At a time when most realty players are finding it a demanding task to go back to their 2007-08 peak numbers, Mahindra Lifespace Developers (Mahindra Life) has easily managed it. It has expanded its sales and net profits at a comfortable pace over each of the last three years.

Negligible debt on the books, a good business mix of residential space and integrated development and sound backing of well-established parent (Mahindra & Mahindra) brightens prospects of Mahindra Life vis-à-vis other mid-sized players. Investors with a three-year perspective can consider buying the stock. At the current price, the stock trades at 13 times its expected consolidated per share earnings for FY-12. Investors would do well to buy the stock in small lots on declines linked to markets.

Mahindra Life expanded consolidated sales at 38 per cent compounded annually over the last three years to Rs 612 crore in FY-11 while net profit grew 18 per cent annually to Rs 108 crore. A strong residential market in Mumbai, where volumes held up despite volatile prices and a lucrative SEZ in Chennai helped the company grow sales even during the downturn. The company closed FY-11 with a 38 per cent growth in profits.

Mahindra Life has negligible debt on a standalone basis and a consolidated debt:equity of 0.5, commendable considering the long term nature of projects such as special economic zones housed under its subsidiaries.

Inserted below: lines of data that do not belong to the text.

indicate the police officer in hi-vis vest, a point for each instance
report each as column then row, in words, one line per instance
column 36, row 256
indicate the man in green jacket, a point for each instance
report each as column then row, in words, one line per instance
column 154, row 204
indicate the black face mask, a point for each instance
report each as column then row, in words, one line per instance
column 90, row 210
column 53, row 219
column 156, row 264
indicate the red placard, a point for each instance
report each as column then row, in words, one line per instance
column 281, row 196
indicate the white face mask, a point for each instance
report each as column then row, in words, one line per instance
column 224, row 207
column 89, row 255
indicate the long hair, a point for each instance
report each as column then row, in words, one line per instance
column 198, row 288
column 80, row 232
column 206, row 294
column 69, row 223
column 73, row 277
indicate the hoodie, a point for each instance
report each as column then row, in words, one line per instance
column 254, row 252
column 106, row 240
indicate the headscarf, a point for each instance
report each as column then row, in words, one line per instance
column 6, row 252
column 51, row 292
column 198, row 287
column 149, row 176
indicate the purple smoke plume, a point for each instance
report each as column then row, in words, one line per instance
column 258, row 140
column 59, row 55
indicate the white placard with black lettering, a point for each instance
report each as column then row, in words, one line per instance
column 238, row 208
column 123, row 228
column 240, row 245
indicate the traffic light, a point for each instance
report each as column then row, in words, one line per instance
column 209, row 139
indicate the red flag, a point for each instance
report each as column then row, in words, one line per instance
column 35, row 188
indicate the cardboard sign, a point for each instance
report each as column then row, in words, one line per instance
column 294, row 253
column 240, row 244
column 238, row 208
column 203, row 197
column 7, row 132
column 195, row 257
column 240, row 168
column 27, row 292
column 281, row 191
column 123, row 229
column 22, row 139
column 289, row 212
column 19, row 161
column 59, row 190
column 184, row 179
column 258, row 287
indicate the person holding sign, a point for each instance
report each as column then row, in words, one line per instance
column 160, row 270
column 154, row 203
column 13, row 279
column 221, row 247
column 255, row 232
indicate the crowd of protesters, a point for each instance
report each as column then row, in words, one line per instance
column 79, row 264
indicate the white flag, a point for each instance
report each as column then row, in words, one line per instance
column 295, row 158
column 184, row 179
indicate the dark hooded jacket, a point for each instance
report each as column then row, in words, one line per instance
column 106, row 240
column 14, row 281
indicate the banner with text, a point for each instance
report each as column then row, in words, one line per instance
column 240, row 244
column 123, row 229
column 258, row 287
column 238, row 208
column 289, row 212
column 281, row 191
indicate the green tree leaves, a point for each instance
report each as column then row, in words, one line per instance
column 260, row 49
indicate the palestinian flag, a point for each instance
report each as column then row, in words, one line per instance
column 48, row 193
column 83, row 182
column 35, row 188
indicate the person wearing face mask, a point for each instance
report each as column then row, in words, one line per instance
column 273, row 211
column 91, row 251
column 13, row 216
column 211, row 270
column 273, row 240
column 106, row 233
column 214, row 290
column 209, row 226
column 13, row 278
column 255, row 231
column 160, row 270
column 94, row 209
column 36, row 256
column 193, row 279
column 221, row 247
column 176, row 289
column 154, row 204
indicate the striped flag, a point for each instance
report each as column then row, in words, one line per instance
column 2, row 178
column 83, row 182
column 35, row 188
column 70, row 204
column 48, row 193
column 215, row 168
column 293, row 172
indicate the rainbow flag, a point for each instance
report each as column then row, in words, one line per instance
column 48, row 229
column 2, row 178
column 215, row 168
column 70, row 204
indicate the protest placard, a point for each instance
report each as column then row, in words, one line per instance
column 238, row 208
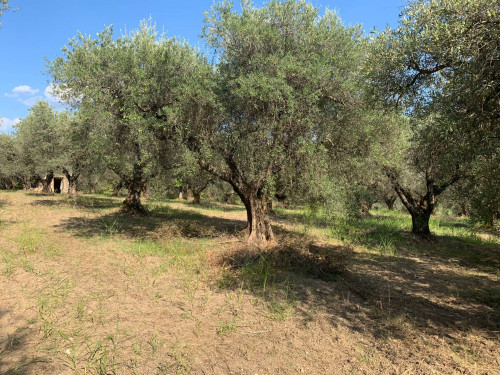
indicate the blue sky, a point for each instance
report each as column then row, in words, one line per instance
column 39, row 29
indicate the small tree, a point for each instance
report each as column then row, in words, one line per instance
column 441, row 64
column 37, row 143
column 131, row 86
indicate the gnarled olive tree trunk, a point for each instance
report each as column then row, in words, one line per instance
column 420, row 206
column 135, row 186
column 259, row 229
column 389, row 202
column 46, row 182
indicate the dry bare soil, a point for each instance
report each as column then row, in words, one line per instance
column 87, row 290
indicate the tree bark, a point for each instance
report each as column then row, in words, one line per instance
column 72, row 180
column 196, row 197
column 260, row 232
column 135, row 186
column 117, row 189
column 46, row 188
column 420, row 223
column 420, row 207
column 364, row 209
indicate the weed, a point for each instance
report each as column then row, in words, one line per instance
column 156, row 343
column 9, row 262
column 80, row 308
column 30, row 240
column 227, row 327
column 257, row 273
column 386, row 246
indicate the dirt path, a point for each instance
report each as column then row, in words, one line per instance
column 78, row 294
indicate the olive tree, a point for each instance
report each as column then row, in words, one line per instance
column 37, row 139
column 441, row 65
column 283, row 77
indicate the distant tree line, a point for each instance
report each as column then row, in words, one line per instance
column 291, row 105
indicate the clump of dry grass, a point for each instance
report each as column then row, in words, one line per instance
column 184, row 228
column 294, row 254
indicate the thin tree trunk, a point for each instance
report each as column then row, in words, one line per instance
column 259, row 228
column 117, row 189
column 196, row 197
column 390, row 202
column 133, row 202
column 364, row 209
column 46, row 183
column 72, row 180
column 420, row 223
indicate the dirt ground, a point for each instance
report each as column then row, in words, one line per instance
column 84, row 290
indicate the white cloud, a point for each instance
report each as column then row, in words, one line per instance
column 6, row 123
column 50, row 94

The residential segment is the mainstay for Mahindra Life's revenues. The company sold 1.4 million sq ft of residential space in FY-11 against 1.2 million sq ft in the previous year. This came with price hikes of 5-15 per cent in Mumbai, despite a good part of the year seeing a slump in prices in parts of the city. That inventories (other than SEZs) have sharply declined in the latest fiscal also suggests that execution as well as sales have picked up pace. Launches, though, have been sluggish in the March quarter.

The company expects to come up with over 2 million sq ft of launches in Mumbai, Hyderabad, Nagpur and Chennai over the first half of FY-12.

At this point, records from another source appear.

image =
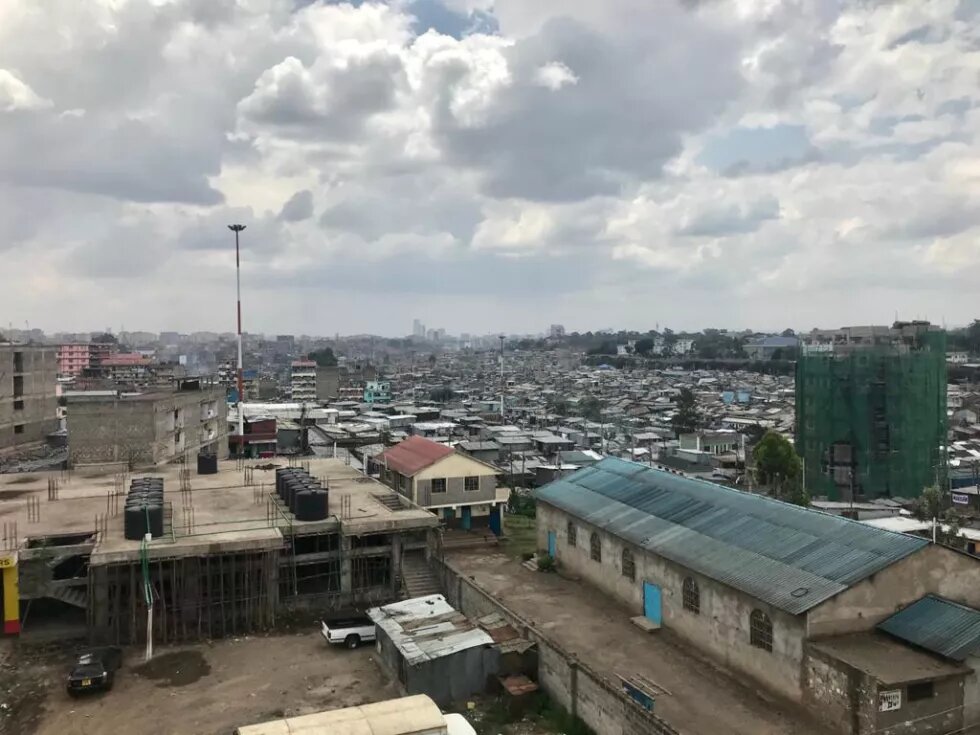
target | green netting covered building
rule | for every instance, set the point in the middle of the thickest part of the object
(871, 410)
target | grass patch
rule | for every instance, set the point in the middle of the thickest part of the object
(521, 534)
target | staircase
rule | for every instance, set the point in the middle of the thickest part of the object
(74, 596)
(418, 580)
(390, 501)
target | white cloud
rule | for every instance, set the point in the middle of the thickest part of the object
(561, 161)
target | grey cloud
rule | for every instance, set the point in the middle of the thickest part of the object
(298, 208)
(324, 100)
(731, 219)
(621, 121)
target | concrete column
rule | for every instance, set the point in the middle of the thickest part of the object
(345, 566)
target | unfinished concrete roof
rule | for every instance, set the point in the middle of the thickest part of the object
(227, 514)
(886, 660)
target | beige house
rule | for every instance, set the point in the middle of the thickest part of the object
(461, 490)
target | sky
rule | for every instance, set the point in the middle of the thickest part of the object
(488, 164)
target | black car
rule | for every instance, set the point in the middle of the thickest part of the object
(94, 670)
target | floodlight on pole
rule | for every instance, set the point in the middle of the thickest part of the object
(241, 378)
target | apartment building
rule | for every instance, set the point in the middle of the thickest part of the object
(28, 399)
(76, 357)
(146, 429)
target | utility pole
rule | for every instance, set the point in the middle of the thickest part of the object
(503, 384)
(241, 378)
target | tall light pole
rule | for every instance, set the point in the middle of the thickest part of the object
(241, 378)
(502, 385)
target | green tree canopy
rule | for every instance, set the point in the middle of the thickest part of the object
(323, 357)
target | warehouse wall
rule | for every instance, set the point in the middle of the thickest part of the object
(721, 630)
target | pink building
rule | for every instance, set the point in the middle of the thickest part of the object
(76, 357)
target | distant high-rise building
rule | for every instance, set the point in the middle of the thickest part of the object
(871, 410)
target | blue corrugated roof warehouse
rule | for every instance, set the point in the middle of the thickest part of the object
(938, 625)
(790, 557)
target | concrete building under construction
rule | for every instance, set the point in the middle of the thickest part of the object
(231, 559)
(871, 410)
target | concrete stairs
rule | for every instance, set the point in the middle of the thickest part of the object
(74, 596)
(390, 501)
(418, 580)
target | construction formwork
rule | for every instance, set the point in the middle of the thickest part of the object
(871, 421)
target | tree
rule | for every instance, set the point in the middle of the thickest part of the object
(323, 357)
(687, 418)
(643, 346)
(779, 467)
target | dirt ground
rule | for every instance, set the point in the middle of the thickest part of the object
(207, 688)
(703, 699)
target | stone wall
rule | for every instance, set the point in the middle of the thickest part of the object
(574, 685)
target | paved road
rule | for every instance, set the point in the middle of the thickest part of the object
(704, 699)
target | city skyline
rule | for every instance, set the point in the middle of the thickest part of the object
(586, 163)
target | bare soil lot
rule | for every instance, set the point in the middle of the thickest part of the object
(205, 688)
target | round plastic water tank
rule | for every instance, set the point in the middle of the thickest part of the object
(134, 522)
(311, 505)
(207, 464)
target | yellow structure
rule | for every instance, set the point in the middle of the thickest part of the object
(11, 594)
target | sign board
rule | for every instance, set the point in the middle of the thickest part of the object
(890, 700)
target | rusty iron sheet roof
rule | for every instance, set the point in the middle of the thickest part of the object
(938, 625)
(790, 557)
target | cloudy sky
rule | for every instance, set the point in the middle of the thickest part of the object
(488, 164)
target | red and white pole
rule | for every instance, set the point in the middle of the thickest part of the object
(241, 378)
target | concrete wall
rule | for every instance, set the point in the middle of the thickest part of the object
(579, 689)
(933, 569)
(721, 630)
(29, 417)
(147, 430)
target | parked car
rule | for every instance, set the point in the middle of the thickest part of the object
(351, 630)
(94, 670)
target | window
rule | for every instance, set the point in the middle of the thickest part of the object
(760, 630)
(923, 690)
(629, 566)
(595, 547)
(691, 595)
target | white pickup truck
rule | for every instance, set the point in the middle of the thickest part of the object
(351, 631)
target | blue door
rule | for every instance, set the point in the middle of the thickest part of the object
(651, 603)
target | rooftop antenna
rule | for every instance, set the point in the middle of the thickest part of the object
(241, 381)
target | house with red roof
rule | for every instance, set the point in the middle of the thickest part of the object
(461, 490)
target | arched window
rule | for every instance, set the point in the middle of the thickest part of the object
(760, 630)
(629, 566)
(691, 595)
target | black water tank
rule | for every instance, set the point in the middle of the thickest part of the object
(207, 464)
(311, 505)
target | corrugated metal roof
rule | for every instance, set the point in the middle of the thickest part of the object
(413, 455)
(427, 628)
(790, 557)
(938, 625)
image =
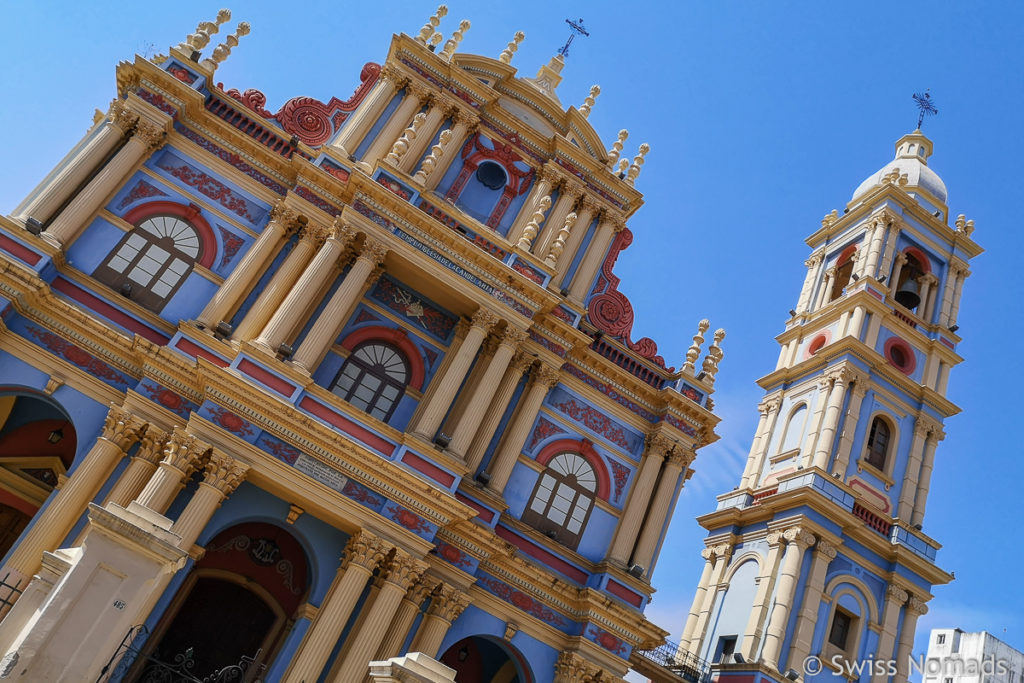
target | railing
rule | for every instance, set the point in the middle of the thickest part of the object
(685, 665)
(871, 519)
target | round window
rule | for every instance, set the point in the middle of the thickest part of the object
(491, 175)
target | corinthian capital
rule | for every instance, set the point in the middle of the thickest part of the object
(122, 428)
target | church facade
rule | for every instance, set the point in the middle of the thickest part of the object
(322, 386)
(818, 565)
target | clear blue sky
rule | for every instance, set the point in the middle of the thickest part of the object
(762, 117)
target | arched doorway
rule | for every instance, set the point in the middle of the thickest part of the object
(37, 446)
(486, 659)
(240, 599)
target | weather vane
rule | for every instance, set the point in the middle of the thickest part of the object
(577, 28)
(925, 104)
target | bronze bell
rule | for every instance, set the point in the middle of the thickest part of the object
(908, 295)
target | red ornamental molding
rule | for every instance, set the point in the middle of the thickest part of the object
(611, 312)
(308, 119)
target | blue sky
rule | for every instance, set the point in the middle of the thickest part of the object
(762, 118)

Mahindra's integrated cities — the Mahindra World City in Chennai and Jaipur have also been ramping up on their customer base. At its Chennai SEZ, the company added eight customers to take the total to 57. Despite the introduction of Minimum Alternate Tax, we don't foresee occupiers exiting the SEZ, given their massive investments in these zones. There is however concern over SEZs attracting fresh customers. As we write this, the Madras High Court has issued notices to the Government against the MAT levy, on a petition made by South-based SEZ developers. We are not factoring in additional revenues for Mahindra Life from SEZ space not yet leased.